The next thing you need to know is how to create what I call a “subscreen,” though I don’t think that’s an official term.  (I’d run a simple command like “ls” now so you can tell the difference between your “subscreens.”)  Hit CTRL+A, release them both, and hit C.  Once again, you should see a new command prompt and something like “[screen 1: bash]” in your window’s title.  Switch back and forth between your “subscreens” by hitting CTRL+A twice just to see that you can, or until you’re convinced there’s a difference between the two.  If you have more than two subscreens, you need to know about a couple more things about subscreen navigation:

  1. CTRL+A twice navigates to the most recently used subscreen.
  2. CTRL+A, N navigates to the “next” subscreen in your list of subscreens.
  3. CTRL+A, P navigates to the “previous” subscreen in your list.
  4. CTRL+A, 0 navigates to the screen numbered 0.  You can use any number between 0-9 for the same effect.
  5. CTRL+A, ” opens up a list of the screens you can move between.
  6. CTRL+A, ‘ prompts you for a screen number and allows you to bounce straight to that screen.

Now, it’s time to drop out of your screens as if you were going to log out.  Hit CTRL+A followed by D, and you should be “detached” from your current screen.  You’ll have returned to your original command prompt, with a little “[detached]” message right after your screen command.

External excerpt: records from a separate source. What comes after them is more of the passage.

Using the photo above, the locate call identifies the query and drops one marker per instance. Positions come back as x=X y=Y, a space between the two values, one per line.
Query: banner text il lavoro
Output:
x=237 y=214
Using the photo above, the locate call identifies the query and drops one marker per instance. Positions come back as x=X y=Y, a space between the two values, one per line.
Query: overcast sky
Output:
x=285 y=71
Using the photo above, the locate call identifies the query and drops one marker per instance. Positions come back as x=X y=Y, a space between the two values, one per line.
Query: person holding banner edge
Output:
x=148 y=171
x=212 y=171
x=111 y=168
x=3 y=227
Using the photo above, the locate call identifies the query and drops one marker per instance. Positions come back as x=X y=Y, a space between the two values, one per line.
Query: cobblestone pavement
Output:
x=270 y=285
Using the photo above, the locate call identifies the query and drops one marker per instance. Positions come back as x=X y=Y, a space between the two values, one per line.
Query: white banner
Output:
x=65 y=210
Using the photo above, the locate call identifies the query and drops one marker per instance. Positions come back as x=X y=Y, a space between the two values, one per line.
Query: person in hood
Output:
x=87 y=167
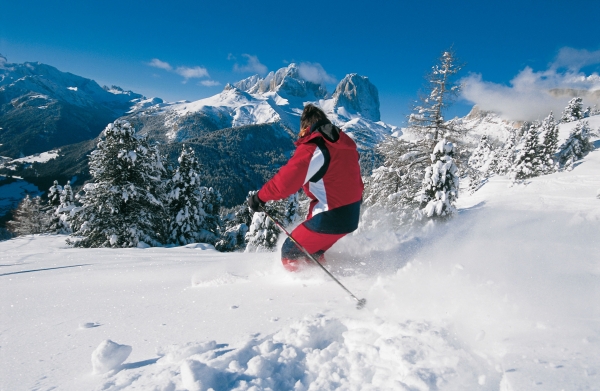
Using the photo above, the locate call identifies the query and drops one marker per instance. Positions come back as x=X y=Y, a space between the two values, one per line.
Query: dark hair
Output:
x=311 y=115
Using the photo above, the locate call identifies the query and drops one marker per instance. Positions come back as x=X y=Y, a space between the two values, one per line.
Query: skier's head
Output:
x=310 y=116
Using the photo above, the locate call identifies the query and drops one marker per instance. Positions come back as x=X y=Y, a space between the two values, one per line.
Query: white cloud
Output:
x=156 y=63
x=315 y=73
x=253 y=65
x=186 y=72
x=210 y=83
x=191 y=73
x=532 y=95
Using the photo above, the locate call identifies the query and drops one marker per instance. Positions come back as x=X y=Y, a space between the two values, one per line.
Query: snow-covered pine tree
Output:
x=184 y=197
x=506 y=155
x=573 y=111
x=527 y=163
x=29 y=218
x=440 y=185
x=211 y=204
x=54 y=193
x=587 y=112
x=392 y=191
x=483 y=156
x=263 y=233
x=291 y=209
x=476 y=179
x=235 y=223
x=61 y=215
x=122 y=205
x=549 y=144
x=576 y=146
x=427 y=116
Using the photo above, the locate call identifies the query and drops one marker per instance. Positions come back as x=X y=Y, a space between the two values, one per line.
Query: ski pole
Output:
x=360 y=302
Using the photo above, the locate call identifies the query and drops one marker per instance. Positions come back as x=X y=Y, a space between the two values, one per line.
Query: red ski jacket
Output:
x=325 y=164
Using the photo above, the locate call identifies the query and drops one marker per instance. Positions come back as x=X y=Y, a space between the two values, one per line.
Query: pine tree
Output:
x=235 y=227
x=427 y=117
x=122 y=205
x=576 y=146
x=549 y=145
x=54 y=193
x=527 y=163
x=61 y=214
x=392 y=191
x=211 y=204
x=185 y=201
x=482 y=156
x=573 y=111
x=440 y=185
x=263 y=233
x=291 y=210
x=476 y=178
x=29 y=218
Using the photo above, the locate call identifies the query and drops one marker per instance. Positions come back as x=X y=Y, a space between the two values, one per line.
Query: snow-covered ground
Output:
x=503 y=297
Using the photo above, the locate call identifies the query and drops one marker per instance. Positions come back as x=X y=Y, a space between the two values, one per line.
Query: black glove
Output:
x=255 y=203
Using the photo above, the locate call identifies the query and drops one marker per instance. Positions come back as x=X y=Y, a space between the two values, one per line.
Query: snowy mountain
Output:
x=276 y=99
x=42 y=108
x=501 y=297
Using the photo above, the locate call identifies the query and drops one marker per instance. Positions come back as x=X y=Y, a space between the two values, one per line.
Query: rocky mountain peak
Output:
x=285 y=81
x=358 y=95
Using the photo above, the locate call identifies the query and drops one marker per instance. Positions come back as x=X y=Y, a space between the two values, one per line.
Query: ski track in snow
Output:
x=503 y=297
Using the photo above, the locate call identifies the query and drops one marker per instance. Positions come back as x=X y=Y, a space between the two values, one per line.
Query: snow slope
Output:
x=278 y=98
x=504 y=297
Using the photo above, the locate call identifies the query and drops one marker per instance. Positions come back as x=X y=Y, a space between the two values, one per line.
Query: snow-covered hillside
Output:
x=43 y=108
x=502 y=297
x=278 y=98
x=33 y=81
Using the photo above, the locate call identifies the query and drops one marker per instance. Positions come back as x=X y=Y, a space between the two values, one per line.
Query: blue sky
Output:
x=200 y=46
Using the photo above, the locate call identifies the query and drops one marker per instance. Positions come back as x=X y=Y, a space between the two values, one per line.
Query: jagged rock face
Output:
x=42 y=108
x=285 y=80
x=357 y=94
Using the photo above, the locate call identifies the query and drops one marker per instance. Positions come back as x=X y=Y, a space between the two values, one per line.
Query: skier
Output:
x=325 y=165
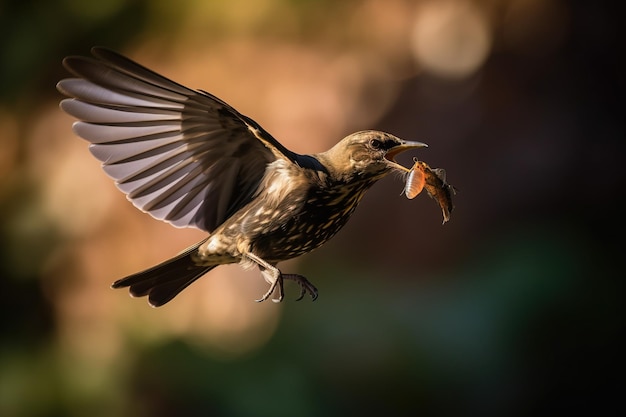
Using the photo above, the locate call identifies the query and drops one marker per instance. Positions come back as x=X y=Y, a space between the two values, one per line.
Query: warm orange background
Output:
x=514 y=307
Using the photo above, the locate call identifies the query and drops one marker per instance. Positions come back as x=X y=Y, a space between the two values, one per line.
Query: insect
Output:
x=421 y=176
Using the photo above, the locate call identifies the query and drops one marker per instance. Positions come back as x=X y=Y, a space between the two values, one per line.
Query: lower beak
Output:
x=404 y=146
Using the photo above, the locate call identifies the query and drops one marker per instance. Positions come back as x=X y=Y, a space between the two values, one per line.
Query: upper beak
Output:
x=404 y=146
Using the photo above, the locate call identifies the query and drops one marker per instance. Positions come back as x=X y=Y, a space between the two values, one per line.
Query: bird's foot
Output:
x=277 y=283
x=305 y=286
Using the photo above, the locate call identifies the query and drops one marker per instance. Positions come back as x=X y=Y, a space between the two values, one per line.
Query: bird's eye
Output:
x=376 y=144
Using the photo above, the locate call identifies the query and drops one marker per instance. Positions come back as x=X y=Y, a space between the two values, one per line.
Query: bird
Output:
x=188 y=158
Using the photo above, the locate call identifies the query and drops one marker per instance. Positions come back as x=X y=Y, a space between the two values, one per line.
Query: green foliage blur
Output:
x=515 y=307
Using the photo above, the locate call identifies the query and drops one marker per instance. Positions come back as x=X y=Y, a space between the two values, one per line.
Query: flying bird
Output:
x=188 y=158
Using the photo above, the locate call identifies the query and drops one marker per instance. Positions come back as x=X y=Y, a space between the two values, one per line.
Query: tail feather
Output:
x=163 y=282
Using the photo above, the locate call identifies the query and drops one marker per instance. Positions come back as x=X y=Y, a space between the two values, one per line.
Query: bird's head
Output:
x=367 y=155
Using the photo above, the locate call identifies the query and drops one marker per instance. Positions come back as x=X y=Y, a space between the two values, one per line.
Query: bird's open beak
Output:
x=396 y=150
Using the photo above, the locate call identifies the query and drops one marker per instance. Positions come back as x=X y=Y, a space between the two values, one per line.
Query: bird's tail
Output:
x=164 y=281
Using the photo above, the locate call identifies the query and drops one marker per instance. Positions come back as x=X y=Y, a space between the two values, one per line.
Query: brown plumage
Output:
x=188 y=158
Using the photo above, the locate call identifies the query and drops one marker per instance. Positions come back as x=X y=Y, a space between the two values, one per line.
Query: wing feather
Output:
x=183 y=156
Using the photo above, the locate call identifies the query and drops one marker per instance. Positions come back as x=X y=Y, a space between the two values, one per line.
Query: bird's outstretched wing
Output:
x=183 y=156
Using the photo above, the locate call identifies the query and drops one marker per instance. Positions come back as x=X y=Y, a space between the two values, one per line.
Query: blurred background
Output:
x=514 y=307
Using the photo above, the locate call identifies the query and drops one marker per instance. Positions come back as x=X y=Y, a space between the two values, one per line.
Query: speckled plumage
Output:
x=188 y=158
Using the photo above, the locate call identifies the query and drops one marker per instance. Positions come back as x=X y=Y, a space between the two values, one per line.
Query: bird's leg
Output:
x=305 y=285
x=272 y=275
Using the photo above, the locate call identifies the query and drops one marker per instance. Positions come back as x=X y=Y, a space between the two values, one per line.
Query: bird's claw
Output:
x=278 y=283
x=305 y=288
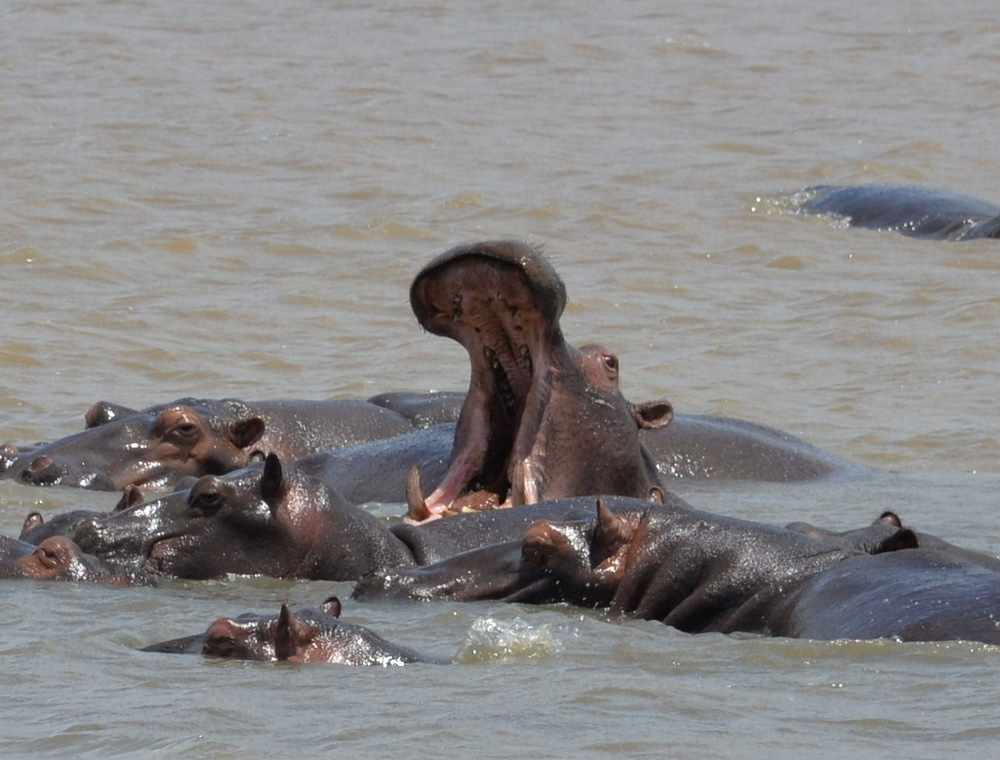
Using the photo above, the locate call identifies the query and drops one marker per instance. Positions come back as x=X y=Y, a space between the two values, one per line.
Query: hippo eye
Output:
x=208 y=500
x=611 y=364
x=187 y=430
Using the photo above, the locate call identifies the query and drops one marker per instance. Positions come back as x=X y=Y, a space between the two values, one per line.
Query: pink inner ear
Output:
x=653 y=415
x=246 y=432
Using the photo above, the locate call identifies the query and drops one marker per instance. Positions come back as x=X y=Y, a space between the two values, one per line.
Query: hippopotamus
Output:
x=57 y=558
x=700 y=572
x=541 y=419
x=308 y=636
x=691 y=447
x=276 y=519
x=887 y=534
x=266 y=520
x=159 y=445
x=912 y=210
x=422 y=409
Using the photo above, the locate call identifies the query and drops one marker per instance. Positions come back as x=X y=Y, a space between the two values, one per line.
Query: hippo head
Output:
x=542 y=420
x=154 y=447
x=272 y=639
x=261 y=520
x=58 y=558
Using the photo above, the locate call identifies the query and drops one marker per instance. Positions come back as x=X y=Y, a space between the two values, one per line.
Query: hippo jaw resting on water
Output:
x=541 y=420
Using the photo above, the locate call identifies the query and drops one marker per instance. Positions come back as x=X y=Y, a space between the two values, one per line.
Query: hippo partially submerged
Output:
x=307 y=636
x=265 y=520
x=57 y=558
x=912 y=210
x=700 y=572
x=157 y=446
x=541 y=419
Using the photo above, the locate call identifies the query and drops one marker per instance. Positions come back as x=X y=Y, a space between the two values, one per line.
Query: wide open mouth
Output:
x=501 y=301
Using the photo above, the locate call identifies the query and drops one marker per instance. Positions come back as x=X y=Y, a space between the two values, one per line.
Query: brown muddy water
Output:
x=230 y=199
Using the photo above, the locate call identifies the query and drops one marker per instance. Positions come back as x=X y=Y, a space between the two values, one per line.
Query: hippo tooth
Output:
x=523 y=486
x=415 y=500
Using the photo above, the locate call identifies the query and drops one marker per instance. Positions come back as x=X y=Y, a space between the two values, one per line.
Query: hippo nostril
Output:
x=41 y=470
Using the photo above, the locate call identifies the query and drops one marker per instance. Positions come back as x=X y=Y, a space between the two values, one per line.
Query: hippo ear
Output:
x=291 y=635
x=272 y=482
x=611 y=533
x=652 y=414
x=246 y=432
x=32 y=521
x=890 y=518
x=103 y=412
x=904 y=538
x=332 y=606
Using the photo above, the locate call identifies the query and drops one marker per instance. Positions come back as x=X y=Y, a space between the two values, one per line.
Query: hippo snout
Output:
x=41 y=471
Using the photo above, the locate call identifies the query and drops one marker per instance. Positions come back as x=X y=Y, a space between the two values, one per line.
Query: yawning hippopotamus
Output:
x=308 y=636
x=157 y=446
x=541 y=419
x=912 y=210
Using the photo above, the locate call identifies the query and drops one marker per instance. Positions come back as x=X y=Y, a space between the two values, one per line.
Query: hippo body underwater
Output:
x=911 y=210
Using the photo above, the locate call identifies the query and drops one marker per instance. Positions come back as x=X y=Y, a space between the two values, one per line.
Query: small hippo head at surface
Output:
x=542 y=419
x=57 y=558
x=307 y=636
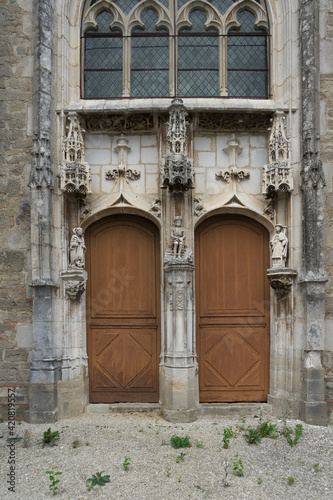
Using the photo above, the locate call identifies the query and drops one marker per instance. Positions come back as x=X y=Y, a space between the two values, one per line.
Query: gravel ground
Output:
x=154 y=473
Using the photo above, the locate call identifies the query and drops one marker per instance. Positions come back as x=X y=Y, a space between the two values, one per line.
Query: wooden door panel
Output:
x=233 y=268
x=122 y=310
x=233 y=310
x=123 y=275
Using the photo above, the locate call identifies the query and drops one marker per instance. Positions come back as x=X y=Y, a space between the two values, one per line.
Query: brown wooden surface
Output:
x=232 y=289
x=123 y=336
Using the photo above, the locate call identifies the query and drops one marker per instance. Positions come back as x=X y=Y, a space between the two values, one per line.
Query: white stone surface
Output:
x=149 y=155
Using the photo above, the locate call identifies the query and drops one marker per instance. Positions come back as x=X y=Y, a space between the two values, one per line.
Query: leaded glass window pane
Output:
x=247 y=59
x=103 y=60
x=150 y=59
x=198 y=59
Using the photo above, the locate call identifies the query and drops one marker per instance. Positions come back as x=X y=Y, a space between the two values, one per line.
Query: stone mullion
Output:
x=223 y=65
x=313 y=405
x=127 y=48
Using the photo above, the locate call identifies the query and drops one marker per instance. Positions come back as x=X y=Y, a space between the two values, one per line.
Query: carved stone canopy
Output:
x=74 y=282
x=75 y=178
x=278 y=173
x=122 y=172
x=177 y=168
x=233 y=173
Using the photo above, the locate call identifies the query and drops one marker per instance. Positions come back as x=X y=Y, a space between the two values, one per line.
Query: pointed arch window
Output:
x=168 y=48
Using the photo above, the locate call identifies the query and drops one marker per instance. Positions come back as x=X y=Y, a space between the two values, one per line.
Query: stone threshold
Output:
x=222 y=409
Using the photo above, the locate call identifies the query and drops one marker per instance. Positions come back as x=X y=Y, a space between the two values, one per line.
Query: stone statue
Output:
x=178 y=237
x=77 y=249
x=279 y=246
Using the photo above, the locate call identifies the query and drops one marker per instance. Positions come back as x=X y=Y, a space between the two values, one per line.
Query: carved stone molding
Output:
x=177 y=168
x=41 y=174
x=233 y=173
x=75 y=175
x=122 y=172
x=278 y=173
x=120 y=123
x=281 y=280
x=312 y=171
x=74 y=282
x=233 y=121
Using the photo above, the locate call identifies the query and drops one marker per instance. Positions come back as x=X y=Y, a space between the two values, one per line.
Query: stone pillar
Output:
x=178 y=368
x=313 y=405
x=45 y=369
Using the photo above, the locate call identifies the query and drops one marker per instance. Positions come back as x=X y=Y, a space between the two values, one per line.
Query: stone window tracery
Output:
x=168 y=48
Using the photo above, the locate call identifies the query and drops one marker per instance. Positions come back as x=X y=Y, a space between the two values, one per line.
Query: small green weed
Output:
x=253 y=436
x=180 y=457
x=228 y=433
x=268 y=430
x=53 y=480
x=298 y=433
x=226 y=474
x=97 y=479
x=179 y=442
x=238 y=467
x=15 y=439
x=126 y=463
x=49 y=438
x=26 y=439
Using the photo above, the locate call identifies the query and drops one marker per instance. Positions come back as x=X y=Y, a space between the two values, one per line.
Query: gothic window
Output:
x=168 y=48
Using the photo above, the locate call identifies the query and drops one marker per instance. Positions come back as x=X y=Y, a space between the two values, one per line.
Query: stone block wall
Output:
x=16 y=86
x=326 y=126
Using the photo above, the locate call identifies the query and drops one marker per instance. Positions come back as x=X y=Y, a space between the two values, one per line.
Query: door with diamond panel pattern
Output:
x=123 y=338
x=232 y=256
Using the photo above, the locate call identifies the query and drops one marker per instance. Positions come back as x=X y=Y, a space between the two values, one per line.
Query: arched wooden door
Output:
x=232 y=256
x=123 y=320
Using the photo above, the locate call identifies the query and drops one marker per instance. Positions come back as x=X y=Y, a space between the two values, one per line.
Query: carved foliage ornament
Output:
x=177 y=168
x=41 y=174
x=278 y=173
x=233 y=172
x=75 y=172
x=312 y=171
x=122 y=171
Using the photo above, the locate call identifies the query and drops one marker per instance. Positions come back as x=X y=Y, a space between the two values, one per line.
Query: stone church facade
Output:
x=166 y=206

Let’s pretend you wandered away from your computer and came back, ready to start work again.  You need to resume your previous session, so run this command.

     screen -r screenTest

Voilà!  Your screen should open up, just like it was when you detached from it earlier (unless you were running a long command, in which case the output is probably different, but that’s beside the point).  Having fun yet?

One more thing that you might need to know is how to connect to a screen that’s already attached somewhere else, or that didn’t get detached properly somehow (I’ve had it happen once or twice).  This one’s pretty obvious, as well.

     screen -d screenTest

If you pass the “-r” flag to that command, as well, you will detach the other session and connect to it yourself, which can be helpful if you’re moving between computers or something like that.

When it’s time to nuke a screen completely (like if you were a smart person and set up separate screens for each project you’re working on, and just finished one of them), getting rid of it is really easy.  Attach to it, and hit CTRL+D until you close out all of the subscreens.  Be careful you don’t nuke your real session, though, because it’s really easy to do.

One caveat–if you use screen a lot, get used to piping things through less, since the scroll bar of your window will do strange things while you’re running screen.

Ok, that takes care of the basics.  Have fun!